Михаил Лунин, бывший сослуживец С. Г. Волконского и решительный член Северного общества, был самой незаурядной персоной из всех поселенцев Урика[800]. О дружбе княгини Волконской с ним, пожалуй, следует рассказать поподробнее.
Княгиня Мария Волконская познакомилась с Луниным довольно давно. В Чите и Петровском заводе она зачастую вела его переписку и поближе узнала каторжанина. Но только в Урике (где Лунин поселился в 1836 году) они стали настоящими друзьями. Бывают дружества от скуки и конфиденты «от делать нечего» (VI, 37; выделено Пушкиным) — но здесь, в приангарских дебрях, сошлись близкие души, обделенные общением с себе подобными недюжинные личности.
С Михаилом Сергеевичем, человеком острого ума и огромной образованности, владевшим восемью языками и даже на каторге читавшим латинских и греческих авторов в подлинниках, княгине было легко и интересно. Возможно, Марию Николаевну влекло к нему еще и потому, что Лунин некогда находился в приятельских отношениях с Пушкиным. Не исключено, что княгиня знала, к примеру, знаменательные факты: поэт хранил прядь волос «друга Марса, Вакха и Венеры» (VI, 524) и однажды в разговоре так отозвался о декабристе: «Михаил Лунин — человек поистине замечательный!»[801] (Обо всем этом Е. С. Уварова не преминула сообщить брату из столицы в Сибирь.)

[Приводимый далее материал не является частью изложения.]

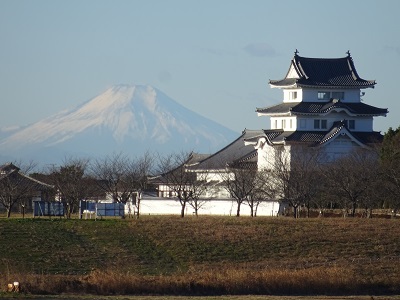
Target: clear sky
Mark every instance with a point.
(215, 57)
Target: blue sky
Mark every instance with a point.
(215, 57)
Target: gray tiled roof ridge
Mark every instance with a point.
(236, 147)
(324, 72)
(315, 107)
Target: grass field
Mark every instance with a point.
(202, 256)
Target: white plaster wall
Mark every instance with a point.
(286, 95)
(361, 123)
(290, 123)
(350, 95)
(226, 207)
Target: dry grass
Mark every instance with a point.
(202, 256)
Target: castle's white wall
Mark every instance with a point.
(285, 123)
(311, 95)
(225, 207)
(292, 95)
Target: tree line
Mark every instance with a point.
(365, 179)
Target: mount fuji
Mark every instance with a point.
(125, 118)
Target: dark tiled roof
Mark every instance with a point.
(314, 138)
(324, 72)
(313, 108)
(235, 151)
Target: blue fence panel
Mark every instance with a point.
(45, 208)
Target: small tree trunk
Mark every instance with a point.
(183, 209)
(238, 209)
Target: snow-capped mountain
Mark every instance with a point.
(125, 118)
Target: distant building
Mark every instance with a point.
(322, 107)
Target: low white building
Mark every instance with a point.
(322, 107)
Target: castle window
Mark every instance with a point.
(320, 124)
(338, 95)
(324, 95)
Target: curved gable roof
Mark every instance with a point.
(235, 151)
(323, 72)
(314, 108)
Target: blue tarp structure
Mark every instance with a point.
(45, 208)
(102, 209)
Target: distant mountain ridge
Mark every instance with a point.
(125, 118)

«Лунин вел жизнь уединенную, — вспоминала впоследствии наша героиня; — будучи страстным охотником, он проводил время в лесах и только зимой жил более оседло. Это был человек твердой воли, замечательного ума, всегда веселый, бесконечно добрый и глубоко верующий»[802].

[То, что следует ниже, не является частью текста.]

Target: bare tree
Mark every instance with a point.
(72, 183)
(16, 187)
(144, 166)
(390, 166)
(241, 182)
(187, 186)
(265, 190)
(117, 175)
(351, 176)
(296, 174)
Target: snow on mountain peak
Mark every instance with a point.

Дошедшие до нас письма и записные книжки декабриста содержат немало строк, посвященных Марии Николаевне.
Уже вскоре после прибытия княгини Волконской на поселение, 9 апреля 1837 года, Лунину довелось присутствовать при исполнении ею одной из арий Дж. Россини. «Я услышал пение впервые после десятилетнего заключения, — отметил он в дневнике. — Музыка была мне знакома; но в ней была для меня прелесть новизны благодаря контральтовому голосу, а может быть, благодаря той, которая пела»[803].
27 июня того же года Луниным записано следующее: «Я прогуливался на берегах Ангары с изгнанницей, чье имя уже в наших патриотических летописях»[804]. Весьма лиричен и такой фрагмент лунинского послания к сестре, датированного 25 ноября 1837 года: «После двух недель, проведенных на охоте, я отправился к NN (Волконской. — М. Ф.). Было поздно. Она обычно убаюкивает свою малютку Нелли, держа ее на руках и напевая своим молодым голосом старый романс с ритурнелью. Я услышал последние строфы из гостиной и был опечален тем, что опоздал. Материнское чувство угадывает. Она взяла свечу и сделала мне знак следовать за нею в детскую. Нелли спала в железной кроватке, закрытой белыми кисейными занавесками. Шейка ее была вытянута, головка слегка запрокинута. Если бы не опущенные веки и не грациозное спокойствие, которое сон придает детству, можно было бы сказать, что она собирается вспорхнуть, точно голубка из гнезда. Мать, радуясь сну дочери, казалась у изголовья постели образом тех неземных существ, что бодрствуют над судьбою детей»[805].